🤖

ChatGPT Agent Launch Overview

Jul 21, 2025

Overview

OpenAI has launched ChatGPT Agent, a new AI tool with advanced task automation, integration, and web interaction capabilities. This marks a significant leap in agentic AI, enabling real-world task completion with robust safety measures and gradual rollout.

Key Features and Capabilities

  • ChatGPT Agent automates complex tasks using its own virtual computer, separate from the user's device.
  • It can perform web browsing, API integration, spreadsheet editing, and generate editable slide decks.
  • The agent blends OpenAI's prior operator and deep research agents, leveraging new tools like terminal access and connectors to apps.
  • Users can prompt the agent for multi-step tasks, such as competitor analysis or online shopping automation.
  • The system is interactive; users can pause, adjust, or cancel tasks and request progress updates.
  • ChatGPT Agent connects to services like Gmail, Google Calendar, and GitHub after secure authentication.
  • Performance notifications are available on the mobile app when tasks complete.

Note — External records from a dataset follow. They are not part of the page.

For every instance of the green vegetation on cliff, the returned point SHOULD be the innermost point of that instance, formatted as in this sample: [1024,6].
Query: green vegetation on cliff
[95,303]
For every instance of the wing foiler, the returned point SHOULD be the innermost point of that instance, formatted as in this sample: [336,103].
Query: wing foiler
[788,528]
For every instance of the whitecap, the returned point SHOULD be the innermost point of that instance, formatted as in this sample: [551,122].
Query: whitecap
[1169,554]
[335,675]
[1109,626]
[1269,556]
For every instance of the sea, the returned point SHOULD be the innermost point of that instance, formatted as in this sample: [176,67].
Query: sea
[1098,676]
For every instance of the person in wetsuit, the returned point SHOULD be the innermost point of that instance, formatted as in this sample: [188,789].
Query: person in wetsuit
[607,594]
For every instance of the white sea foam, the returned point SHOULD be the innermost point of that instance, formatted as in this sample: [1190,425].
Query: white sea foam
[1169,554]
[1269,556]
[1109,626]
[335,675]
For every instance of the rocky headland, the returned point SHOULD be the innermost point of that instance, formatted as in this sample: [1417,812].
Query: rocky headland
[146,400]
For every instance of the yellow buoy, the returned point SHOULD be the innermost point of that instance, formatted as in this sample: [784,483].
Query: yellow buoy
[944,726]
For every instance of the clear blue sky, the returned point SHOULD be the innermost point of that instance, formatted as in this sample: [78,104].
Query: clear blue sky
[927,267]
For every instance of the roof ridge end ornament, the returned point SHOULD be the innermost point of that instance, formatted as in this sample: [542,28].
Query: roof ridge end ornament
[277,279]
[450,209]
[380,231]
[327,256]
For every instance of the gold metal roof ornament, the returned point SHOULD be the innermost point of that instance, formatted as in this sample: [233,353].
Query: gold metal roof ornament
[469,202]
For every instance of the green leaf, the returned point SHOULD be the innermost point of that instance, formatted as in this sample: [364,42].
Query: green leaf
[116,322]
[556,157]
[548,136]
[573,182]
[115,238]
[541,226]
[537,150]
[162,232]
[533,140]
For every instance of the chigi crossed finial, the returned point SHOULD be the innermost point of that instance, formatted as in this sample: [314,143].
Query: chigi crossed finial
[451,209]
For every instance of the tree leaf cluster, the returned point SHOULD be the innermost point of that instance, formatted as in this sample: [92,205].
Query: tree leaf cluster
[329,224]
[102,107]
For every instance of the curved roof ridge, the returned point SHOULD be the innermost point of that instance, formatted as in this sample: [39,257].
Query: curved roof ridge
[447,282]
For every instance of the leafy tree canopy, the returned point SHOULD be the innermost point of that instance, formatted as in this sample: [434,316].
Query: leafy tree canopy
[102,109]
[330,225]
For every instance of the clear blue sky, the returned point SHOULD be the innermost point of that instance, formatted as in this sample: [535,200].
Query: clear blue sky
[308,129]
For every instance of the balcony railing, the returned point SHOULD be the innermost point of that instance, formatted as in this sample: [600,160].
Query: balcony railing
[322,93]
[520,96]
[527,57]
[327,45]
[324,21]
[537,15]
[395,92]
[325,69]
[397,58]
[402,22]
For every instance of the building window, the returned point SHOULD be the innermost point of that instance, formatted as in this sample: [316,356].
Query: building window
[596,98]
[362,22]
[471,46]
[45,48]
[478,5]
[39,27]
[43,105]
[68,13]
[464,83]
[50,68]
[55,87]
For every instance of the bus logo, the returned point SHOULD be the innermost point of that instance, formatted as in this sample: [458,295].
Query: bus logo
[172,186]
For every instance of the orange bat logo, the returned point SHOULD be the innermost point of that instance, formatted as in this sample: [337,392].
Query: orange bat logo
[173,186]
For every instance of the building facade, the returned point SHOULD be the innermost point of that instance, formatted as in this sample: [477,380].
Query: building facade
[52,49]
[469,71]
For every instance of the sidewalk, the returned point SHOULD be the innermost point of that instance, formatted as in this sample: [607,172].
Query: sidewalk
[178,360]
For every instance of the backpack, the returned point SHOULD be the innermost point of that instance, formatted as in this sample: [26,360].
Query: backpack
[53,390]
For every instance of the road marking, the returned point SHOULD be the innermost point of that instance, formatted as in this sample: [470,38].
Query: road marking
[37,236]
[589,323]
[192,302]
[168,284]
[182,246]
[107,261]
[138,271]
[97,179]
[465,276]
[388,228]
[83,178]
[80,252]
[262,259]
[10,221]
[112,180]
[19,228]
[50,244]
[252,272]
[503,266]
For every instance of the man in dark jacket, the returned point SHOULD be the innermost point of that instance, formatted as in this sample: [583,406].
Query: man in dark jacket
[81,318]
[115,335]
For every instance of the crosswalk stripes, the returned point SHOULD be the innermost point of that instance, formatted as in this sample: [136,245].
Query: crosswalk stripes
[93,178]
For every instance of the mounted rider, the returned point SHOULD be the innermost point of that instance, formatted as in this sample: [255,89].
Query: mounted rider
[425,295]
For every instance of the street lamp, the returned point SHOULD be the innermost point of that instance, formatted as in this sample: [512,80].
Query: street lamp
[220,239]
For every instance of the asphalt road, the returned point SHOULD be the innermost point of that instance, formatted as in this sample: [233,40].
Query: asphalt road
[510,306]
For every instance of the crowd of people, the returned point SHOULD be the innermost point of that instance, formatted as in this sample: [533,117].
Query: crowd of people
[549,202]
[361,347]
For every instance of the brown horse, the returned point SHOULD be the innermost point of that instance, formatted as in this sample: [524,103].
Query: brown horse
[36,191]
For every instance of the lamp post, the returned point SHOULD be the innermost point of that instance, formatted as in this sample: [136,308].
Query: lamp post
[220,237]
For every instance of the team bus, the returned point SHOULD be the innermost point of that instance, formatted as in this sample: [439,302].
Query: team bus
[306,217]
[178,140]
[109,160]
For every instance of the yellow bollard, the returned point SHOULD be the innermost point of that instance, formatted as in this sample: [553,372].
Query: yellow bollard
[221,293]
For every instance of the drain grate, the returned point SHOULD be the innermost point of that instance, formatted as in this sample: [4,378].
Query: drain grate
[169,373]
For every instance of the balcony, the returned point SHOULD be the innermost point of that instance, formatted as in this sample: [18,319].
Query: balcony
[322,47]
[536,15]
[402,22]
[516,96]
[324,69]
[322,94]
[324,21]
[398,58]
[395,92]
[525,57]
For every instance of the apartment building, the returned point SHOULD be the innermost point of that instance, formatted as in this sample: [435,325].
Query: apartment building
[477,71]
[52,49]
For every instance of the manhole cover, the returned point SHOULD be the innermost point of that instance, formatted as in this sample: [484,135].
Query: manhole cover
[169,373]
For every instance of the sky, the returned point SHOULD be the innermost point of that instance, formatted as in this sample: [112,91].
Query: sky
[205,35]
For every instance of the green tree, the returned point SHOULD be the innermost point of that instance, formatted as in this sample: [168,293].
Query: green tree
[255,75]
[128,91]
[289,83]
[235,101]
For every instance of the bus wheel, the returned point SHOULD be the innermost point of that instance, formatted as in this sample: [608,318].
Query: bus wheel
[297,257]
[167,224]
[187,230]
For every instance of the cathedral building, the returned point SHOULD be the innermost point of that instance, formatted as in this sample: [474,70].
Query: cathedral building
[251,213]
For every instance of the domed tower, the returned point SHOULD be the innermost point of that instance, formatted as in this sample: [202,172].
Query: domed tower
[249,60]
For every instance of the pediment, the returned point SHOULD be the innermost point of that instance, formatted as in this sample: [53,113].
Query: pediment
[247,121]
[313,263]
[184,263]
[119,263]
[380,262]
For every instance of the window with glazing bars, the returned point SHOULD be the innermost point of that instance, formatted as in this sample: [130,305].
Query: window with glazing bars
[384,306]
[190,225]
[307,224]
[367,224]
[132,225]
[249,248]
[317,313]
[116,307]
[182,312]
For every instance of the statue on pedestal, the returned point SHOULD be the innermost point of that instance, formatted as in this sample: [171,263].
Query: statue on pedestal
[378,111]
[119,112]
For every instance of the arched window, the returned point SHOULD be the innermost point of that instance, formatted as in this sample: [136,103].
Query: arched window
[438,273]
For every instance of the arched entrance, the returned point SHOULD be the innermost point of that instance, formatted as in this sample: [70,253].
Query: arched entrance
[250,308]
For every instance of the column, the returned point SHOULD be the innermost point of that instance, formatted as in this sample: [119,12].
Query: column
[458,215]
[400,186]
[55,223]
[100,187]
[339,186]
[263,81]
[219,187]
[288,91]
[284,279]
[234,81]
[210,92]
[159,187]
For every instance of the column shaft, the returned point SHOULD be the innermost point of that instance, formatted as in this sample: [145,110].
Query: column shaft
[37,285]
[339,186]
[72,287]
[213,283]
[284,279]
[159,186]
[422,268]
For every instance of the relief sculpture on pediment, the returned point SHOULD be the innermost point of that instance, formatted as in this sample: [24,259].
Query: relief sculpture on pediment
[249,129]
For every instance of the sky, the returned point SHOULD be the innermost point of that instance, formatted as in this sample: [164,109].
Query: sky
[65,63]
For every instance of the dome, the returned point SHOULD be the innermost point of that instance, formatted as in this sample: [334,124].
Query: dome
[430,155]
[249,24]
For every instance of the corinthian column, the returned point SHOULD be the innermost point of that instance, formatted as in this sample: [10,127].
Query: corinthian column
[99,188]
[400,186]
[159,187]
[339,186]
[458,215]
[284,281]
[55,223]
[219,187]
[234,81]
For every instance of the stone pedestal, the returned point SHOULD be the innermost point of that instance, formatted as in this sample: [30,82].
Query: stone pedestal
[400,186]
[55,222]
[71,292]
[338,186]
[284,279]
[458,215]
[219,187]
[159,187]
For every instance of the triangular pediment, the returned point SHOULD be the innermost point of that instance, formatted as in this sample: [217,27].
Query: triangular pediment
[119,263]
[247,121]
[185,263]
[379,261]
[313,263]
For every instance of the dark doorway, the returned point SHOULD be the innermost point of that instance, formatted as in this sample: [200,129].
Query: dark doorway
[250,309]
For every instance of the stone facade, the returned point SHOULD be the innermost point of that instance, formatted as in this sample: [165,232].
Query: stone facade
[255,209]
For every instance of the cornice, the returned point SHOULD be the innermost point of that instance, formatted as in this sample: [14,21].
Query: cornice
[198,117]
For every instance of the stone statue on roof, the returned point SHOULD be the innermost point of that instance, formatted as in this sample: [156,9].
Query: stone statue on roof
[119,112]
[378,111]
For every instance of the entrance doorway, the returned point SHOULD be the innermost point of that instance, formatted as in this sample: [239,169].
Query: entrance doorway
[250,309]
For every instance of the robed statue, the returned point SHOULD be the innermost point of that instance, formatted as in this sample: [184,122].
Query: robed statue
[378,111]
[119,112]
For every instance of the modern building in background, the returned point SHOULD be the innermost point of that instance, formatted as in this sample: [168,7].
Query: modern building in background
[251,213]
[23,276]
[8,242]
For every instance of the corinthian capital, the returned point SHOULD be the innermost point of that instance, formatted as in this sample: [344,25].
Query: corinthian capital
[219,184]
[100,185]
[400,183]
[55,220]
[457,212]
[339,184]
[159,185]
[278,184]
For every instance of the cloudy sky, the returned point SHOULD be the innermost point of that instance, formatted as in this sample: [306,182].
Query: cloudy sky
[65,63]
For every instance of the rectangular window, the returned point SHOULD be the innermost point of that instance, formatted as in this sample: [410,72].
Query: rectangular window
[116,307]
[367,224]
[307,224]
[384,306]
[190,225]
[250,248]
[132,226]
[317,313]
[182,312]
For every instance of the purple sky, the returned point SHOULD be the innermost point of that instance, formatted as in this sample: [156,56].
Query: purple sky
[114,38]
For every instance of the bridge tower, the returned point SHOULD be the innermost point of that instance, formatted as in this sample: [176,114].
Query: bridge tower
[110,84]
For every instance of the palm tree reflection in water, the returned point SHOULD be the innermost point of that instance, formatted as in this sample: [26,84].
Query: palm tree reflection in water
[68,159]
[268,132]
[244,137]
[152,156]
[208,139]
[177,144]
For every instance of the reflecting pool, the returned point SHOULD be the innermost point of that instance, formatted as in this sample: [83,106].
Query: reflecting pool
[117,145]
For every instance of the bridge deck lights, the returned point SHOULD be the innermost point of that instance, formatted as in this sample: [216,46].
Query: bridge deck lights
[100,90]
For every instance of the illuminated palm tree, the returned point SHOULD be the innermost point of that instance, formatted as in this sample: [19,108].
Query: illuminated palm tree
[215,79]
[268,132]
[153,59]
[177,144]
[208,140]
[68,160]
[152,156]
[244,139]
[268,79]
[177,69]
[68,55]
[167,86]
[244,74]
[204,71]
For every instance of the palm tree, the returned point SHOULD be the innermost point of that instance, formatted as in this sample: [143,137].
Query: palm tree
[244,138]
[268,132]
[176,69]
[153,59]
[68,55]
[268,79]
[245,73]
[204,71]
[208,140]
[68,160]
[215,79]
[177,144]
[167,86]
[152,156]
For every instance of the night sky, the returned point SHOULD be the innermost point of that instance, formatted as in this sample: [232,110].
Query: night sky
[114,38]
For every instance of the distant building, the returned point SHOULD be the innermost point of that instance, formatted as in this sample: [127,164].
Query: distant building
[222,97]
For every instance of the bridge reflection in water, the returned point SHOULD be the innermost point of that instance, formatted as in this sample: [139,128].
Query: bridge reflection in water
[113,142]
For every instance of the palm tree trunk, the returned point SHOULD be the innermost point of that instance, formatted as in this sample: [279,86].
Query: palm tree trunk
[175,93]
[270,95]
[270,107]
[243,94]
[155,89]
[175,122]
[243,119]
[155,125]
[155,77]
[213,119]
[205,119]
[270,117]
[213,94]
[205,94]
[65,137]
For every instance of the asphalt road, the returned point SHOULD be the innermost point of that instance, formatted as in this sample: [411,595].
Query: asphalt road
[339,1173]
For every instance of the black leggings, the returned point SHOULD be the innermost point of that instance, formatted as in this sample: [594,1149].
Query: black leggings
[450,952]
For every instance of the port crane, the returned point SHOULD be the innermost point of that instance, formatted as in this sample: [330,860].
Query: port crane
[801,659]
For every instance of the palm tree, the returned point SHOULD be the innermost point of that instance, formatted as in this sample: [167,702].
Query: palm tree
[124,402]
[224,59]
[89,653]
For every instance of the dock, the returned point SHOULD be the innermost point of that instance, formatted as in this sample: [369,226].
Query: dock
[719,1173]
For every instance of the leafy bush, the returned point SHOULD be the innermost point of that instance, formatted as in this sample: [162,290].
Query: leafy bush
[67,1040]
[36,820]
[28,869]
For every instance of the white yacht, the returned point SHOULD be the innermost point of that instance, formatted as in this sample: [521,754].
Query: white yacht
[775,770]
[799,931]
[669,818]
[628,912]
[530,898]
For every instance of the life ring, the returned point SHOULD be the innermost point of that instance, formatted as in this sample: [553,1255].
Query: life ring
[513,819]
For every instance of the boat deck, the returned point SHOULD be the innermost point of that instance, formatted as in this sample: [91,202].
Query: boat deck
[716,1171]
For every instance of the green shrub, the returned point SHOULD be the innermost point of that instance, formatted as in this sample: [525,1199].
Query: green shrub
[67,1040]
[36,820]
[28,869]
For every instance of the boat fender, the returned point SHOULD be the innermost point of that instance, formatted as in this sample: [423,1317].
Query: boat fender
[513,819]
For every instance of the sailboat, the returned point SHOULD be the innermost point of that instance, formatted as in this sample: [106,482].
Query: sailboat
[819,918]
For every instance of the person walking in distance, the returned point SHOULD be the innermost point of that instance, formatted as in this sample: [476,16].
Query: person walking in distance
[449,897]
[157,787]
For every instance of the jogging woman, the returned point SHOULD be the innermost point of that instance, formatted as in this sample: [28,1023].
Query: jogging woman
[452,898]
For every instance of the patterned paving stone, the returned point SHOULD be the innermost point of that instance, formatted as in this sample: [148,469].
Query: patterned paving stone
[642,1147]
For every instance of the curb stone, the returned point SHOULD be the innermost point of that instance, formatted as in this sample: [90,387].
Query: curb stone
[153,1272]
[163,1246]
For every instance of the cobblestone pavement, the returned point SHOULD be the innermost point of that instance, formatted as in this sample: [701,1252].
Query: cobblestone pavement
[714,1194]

Benchmark and Performance Results

  • Achieved 41.6% on “Humanity’s Last Exam” benchmark, nearly double previous OpenAI models.
  • Scored 44.4% with parallel attempts on the same exam.
  • Outperformed prior models on the Frontier Math benchmark with 27.4% using tool access versus 6.3% for the previous best.
  • Matched or exceeded human outputs in about half of real-world business task evaluations.
  • Scored 45.54% on spreadsheet tasks when editing .xls files, more than double Copilot in Excel, though humans scored 71.33%.
  • Outperformed human baselines on DSBench data science tasks.
  • Set new records on web navigation benchmarks like Browse Comp (68.9%) and outperformed previous agents on WebArena.

Technical Architecture

  • Uses multiple environments (visual and text-based browsers, terminal) on a virtual machine for persistent context.
  • Can run scripts, manipulate files, and display outputs without losing track of progress.
  • Employs connectors for secure API access across user apps and services.

Safety, Privacy, and Limitations

  • Classified as high-risk for biological and chemical misuse; comprehensive safety stack implemented.
  • All prompts are classified and filtered for harmful content, with real-time monitoring and agent memory disabled.
  • Designed to resist prompt injection threats from malicious web content.
  • Requires explicit user permissions for consequential actions and offers watch mode for supervised tasks.
  • Provides privacy features: data deletion, active session logout, cookie management, and private browser logins.
  • Known limitations include beta-level slide deck creation and lack of custom slide uploads.
  • Next version aims for improved formatting and broader capabilities.

Rollout and Access

  • Pro users have access now with 400 messages/month; team users get 40 messages/month, more via paid credits.
  • Enterprise and education rollout in coming weeks; European Economic Area and Switzerland access delayed.
  • Web developers are advised to use structured content to facilitate AI agent interactions.

Impact and Future Outlook

  • ChatGPT Agent is positioned to change online productivity for tasks like trip planning, business analysis, and spreadsheet editing.
  • Structured website content is increasingly important for AI agent efficiency.
  • AI is already enabling new income streams and workflows for regular users.